How to Be a Disruptor
How does a small, young company beat an industry giant on its own turf? Through what Harvard Business School professor Clayton Christensen calls disruptive innovation.
It works like this. Big players focus on sustaining innovation, upgrading existing products and services to attract higher-paying customers. But soon they start to ignore all the regular customers who just want simple, low-cost alternatives. That’s where the entrepreneurial company jumps in with that basic offering. The big guys stay focused on more profitable customers and begin to overserve, adding bells and whistles no one wants to pay for. Meanwhile, the disruptor improves its product to appeal to more people. By the time the incumbent notices, the disruptor has already started to take over the market.
The classic example is the steel mini mills which first produced low-quality rebar, then moved to sheet steel, stealing business from the large mills that had been dominant. More recent disruptors include makers like Toyota and Hyundai, which launched with economy models then added luxury features and brands.
The only way for industry giants to fight back is by launching their own disruptive innovations.
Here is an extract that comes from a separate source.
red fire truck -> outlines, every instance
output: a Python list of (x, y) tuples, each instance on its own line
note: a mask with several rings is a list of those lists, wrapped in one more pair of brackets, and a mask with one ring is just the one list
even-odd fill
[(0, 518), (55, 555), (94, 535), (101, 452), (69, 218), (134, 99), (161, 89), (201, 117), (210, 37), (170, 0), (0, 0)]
To succeed, they must treat the project as a separate unit with a different business model and growth expectations; ask what job do customers need to get done; segment customers by job, not by product, market size, or demographics; and develop basic, low-cost ways to get the job done. That’s how Procter Gamble came up with Crest White Strips, a cheap, do-it-yourself alternative to an expensive dental service.
Disruptive innovation creates new markets and reshapes existing ones. To achieve growth in a fast-changing world, you want to be a disruptor. Don’t be disruptive.